しかもです。たったリアンが発した『おとう、チライ!』は記念すべき初二語文でございまして、首が座っただの寝返りをうっただの、ハイハイやつかまり立ちや伝い歩き、はたまた果汁を飲んだとかおかゆを食べたとかあれやこれやのリアンの発育を書き留めている育児日記に記録すべき事項なのです。
それがなんと『おとう、チライ!』だなんて。アレンはこんなにもリアンを溺愛しているのに。

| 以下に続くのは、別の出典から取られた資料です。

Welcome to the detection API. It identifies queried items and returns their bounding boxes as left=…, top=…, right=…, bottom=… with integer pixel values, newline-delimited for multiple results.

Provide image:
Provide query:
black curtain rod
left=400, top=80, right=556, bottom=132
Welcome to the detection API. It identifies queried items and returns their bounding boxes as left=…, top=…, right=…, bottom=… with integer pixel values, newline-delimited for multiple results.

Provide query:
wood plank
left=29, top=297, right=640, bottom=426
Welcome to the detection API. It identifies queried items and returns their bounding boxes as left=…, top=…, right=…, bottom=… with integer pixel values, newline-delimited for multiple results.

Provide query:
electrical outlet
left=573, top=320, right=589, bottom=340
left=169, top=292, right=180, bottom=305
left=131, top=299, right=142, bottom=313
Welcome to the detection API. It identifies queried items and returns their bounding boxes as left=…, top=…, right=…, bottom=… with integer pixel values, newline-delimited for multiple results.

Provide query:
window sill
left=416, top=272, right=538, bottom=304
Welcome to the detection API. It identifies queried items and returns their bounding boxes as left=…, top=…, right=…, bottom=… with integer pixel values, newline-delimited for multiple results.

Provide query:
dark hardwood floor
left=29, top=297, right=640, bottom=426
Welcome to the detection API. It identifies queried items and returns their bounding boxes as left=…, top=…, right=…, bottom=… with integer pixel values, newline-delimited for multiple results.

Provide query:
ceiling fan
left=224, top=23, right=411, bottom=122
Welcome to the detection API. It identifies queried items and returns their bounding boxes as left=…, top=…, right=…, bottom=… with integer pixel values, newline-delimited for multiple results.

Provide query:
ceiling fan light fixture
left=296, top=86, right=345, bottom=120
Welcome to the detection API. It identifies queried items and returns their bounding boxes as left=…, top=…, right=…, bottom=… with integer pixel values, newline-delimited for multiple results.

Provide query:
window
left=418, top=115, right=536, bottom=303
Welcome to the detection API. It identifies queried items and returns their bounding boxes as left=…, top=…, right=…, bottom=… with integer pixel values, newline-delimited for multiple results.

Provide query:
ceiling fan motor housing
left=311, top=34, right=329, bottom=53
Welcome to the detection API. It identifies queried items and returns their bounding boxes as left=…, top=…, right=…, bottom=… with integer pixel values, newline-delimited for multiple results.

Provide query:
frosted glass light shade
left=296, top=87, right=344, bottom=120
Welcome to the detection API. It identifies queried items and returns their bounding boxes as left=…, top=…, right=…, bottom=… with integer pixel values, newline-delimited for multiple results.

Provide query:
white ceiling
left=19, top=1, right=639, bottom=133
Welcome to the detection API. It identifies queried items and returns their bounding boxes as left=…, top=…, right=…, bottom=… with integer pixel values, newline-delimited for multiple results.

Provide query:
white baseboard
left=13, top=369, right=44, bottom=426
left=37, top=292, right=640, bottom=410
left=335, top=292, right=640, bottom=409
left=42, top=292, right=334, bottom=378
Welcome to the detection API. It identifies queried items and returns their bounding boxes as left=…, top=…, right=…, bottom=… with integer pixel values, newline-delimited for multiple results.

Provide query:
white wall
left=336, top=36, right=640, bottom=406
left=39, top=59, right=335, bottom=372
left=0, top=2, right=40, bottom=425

アレンのライムグリーンの瞳がゆらゆらと揺らいでいます。そりゃあ涙も滲みますよね。可愛くて可愛くて堪らない愛息子なのに、チライ!って言われちゃったんですから。
「ち、違うでしょ?リアンはお父様が大好きよね?」
「チライ!」
私の胸におでこをグイグイ押し付けながら宣言したリアンは、急に顔を上げたかと思うとニパッと笑いました。
「おまあ、チキ!」
おまあ、チキ!ですってよ!
私は喜びのあまりもがきそうになるのを必死で堪えました。この状況で言うのはいかがなものかと思いますが何しろ相手は幼児です。悲しみに打ちひしがれるアレンと途端にご機嫌さんになったリアンのどちらを優先すべきかなんて、火を見るよりも明らか。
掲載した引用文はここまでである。